Closed FrankYFTang closed 3 years ago
My intuitive response is that if we are returning ordered list of preferences, then we should not restrict that list, but extend and order based on the signals. The only signal we get from U extension is the "most preferred" and in result it should be in the front, as it's the strongest most specific signal we have. The second is the list of ordered calendars from the lang/reg pair and it should follow.
The only signal we get from U extension is the "most preferred"
that is the question- is it represent "most prefer" or "the only ONE preferred"? is that really true it represent"the most preferred" instead of "THE only preferred"? That is the question. if you look at the ar-SA vs ar case (I am not talking about ar-u-ca-persian vs ar-SA-u-ca-persian, I am talking about ar vs ar-SA) you will see where I came from notice ar has ["gregory", "coptic", "islamic", "islamic-civil", "islamic-tbla"] but ar-SA has ["islamic-umalqura", "gregory", "islamic", "islamic-rgsa"] but NOT ["islamic-umalqura", "gregory", "coptic", "islamic", "islamic-rgsa"]
and "coptic" is not in that list so ar-SA mean the user "ONLY PREFER" what used in Arabic in Saudi Arabic not "most prefer" what used in Arabic in Saudi Arabic therefore "coptic" is now not in that list, right? If it carry a "most prefer' semantic, then how could we justify the removal of "coptic"?

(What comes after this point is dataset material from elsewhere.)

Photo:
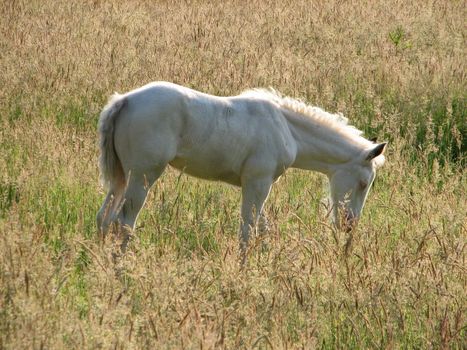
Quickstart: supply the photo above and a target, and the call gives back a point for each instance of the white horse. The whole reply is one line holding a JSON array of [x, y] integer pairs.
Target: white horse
[[247, 141]]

I don't believe that there's ever "the only one preferred" for two reasons:
1) No instrument in Unicode Locale is intended for listing exclusion lists 2) No fallback can ever really be a single-item. It's an illusion. If you may need a fallback, and you carry a single-item, then you implicitly build a two-item fallback list of ["the-item", "last-fallback"]. Once you accept it, then all we can do is improve from that two-item list so that there's something to fallback on before the last-fallback. In this case I believe that the list of items that are not "the-item" and not "last-fallback" in the middle improves the user experience.
so... now... look at the hc case en is ["h12"] en-GB is ["h23"] what should en-GB-u-hc-h11 return? if I follow what you said, it should be ["h11", "h23"] right? But why it shouldn't be ["h11", "h23", "h12"] if I follow your logic?
- No instrument in Unicode Locale is intended for listing exclusion lists
Agree, but they all carry "more specific" information, right? when it express more specific information, it should "narrow down" the possible choices, right?
- No fallback can ever really be a single-item
Sorry, I do not understand the relationship between "fallback" and the issue we are discussing here. Could you express your link explicitly?
But why it shouldn't be ["h11", "h23", "h12"]
I see no reason why it shouldn't be.
Agree, but they all carry "more specific" information, right? when it express more specific information, it should "narrow down" the possible choices, right?
I think it should set the preference.
Sorry, I do not understand the relationship between "fallback" and the issue we are discussing here. Could you express your link explicitly?
Since Intl API design is inherently "best effort", it means that we roughly collect all the possible signals, prioritize them, and come back with the best possible answer. That always involves fallbacks because there's always a "what if the best option is no available". In most cases the "what if" is hypothetical (what if we don't have western arabic numerals? if we don't have them, we have a much bigger problem that this single format output ;)), but in most of the long tail, this is a reasonable problem - user tells us that they like "h23", and they use a locale that prefers "h12", cool, let's try "h23", and fallback on "h12" if the former "doesn't work" for some reason. And if those two don't work, then we can either randomly select one that works, or try to prioritize it - we can prioritize it by knowing the parent locale of the locale the user gave us, or the second best locale that the user gave us, if they gave us a fallback chain, and maybe this one has some value that we can support, before we fallback on "last resort fallback", The "hourCycle" in my narrative is just an example and applies to every setting and data key in Intl as far as I can see.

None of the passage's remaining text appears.